Una noche, semanas antes de ser “llamado a filas”, me vino a ver. Una visita casi de despedida.

Éramos ya bien amigos.

Nos sentamos a la entrada de la casa. La noche estaba espléndida. Sin luna. Las estrellas claras, brillantes, como menos lejanas. Al principio conversamos de cualquier cosa. Ya no recuerdo. Como siempre, yo más bien escuchaba, apoyando simplemente con gestos o insignificantes comentarios, su decir ingenioso, infantil, risueño. Lo que voy a contar parecería una página de Saint-Exupéry.

Habíamos estado un rato en silencio, escuchando el rumor estridente de las chicharras y los grillos.

-¿Sabes una cosa? -me dijo Óscar, mirando las estrellas- ¡Qué lindo sería tener una estrella en el tambo! Con una buena retrocarga, y apuntando bien, de repente cae una. ¿Qué dices tú? Yo la colgaría encimita, a la entrada, para alumbrar todita la chacra.

-Un poco difícil de alcanzar-, comenté por decir algo.

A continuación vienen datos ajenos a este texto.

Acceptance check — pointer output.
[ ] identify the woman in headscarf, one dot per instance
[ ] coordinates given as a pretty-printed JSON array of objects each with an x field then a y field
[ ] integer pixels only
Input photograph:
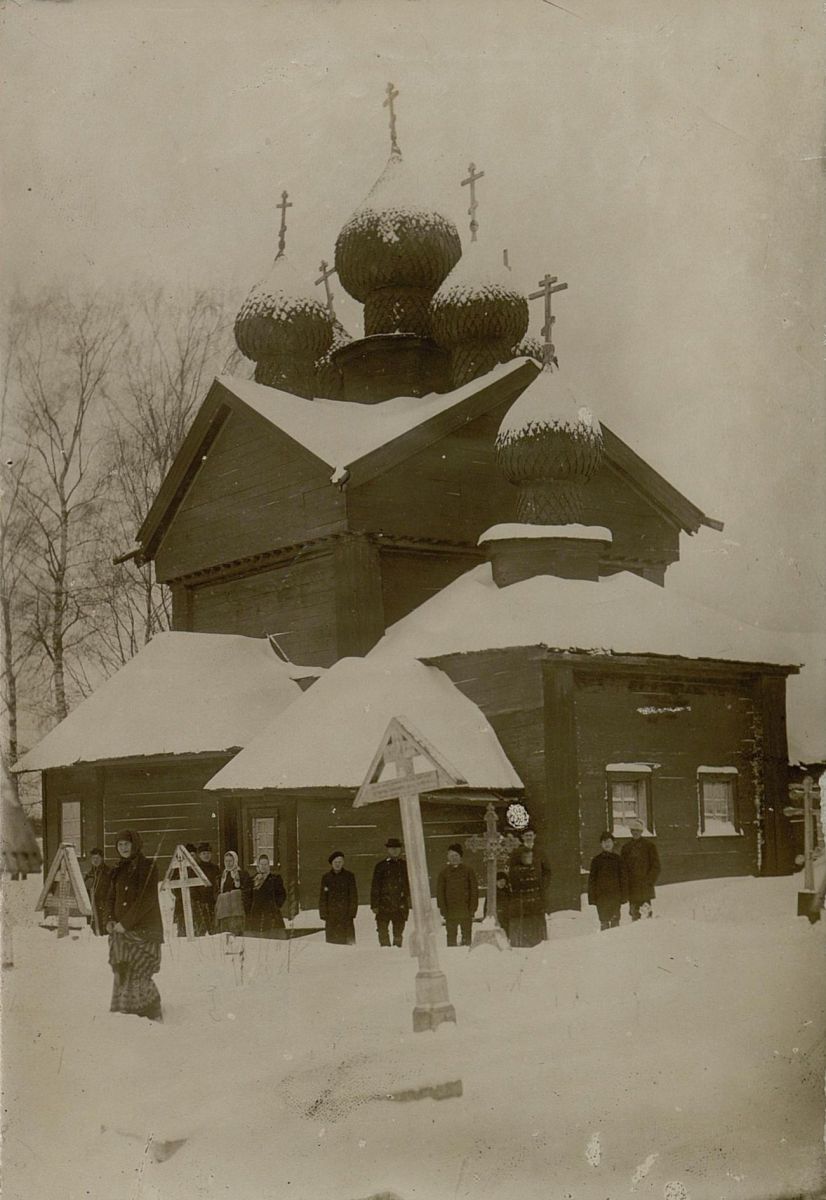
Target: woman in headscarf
[
  {"x": 268, "y": 895},
  {"x": 136, "y": 931},
  {"x": 233, "y": 899}
]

Y lo miré por ver si estaba bromeando, pero estaba hablando, como siempre, muy en serio. Este muchacho increíble me hacía sentir muy chiquito a su lado. Era aquella inocencia espontánea, salvaje, rara. Ante él yo me sentía un vil gusano, miserable y prosaico.

-Nunca podré tener una estrella.

Permanecí en silencio, anonadado. Tenía miedo decir cualquier estupidez que acabase con la pureza de ese momento.

-Hay una que me gusta más que todas. Está mismamente encima del cerro.

Miré hacia el oeste. Sí, allí estaba. Era una estrella muy grande y brillante. Hubiese querido decirle el nombre, pero por desgracia nunca he sabido descubrir con certeza ni las constelaciones del cielo de Europa.

-¿Tú crees -me dice- que subiendo a lo alto del cerro…

-Las estrellas están muy altas, Óscar.

-A esa que te digo, yo le he puesto un nombre.

-¿Sí?

-Sí. El de mi madre. Le he puesto Adela.

-Me gusta ese nombre. Es bien bonito. No hay ninguna estrella que se llame así.

-Ésa es la que quisiera tener en mi tambo.

Óscar se fue al ejército. Aprendió “instrucción militar”. Ya sabe el nombre exacto de las `piezas de una ametralladora. Es posible que ya sepa también contar la distancia de las estrellas `por años-luz.

Pero yo hace tiempo que no sé nada de él.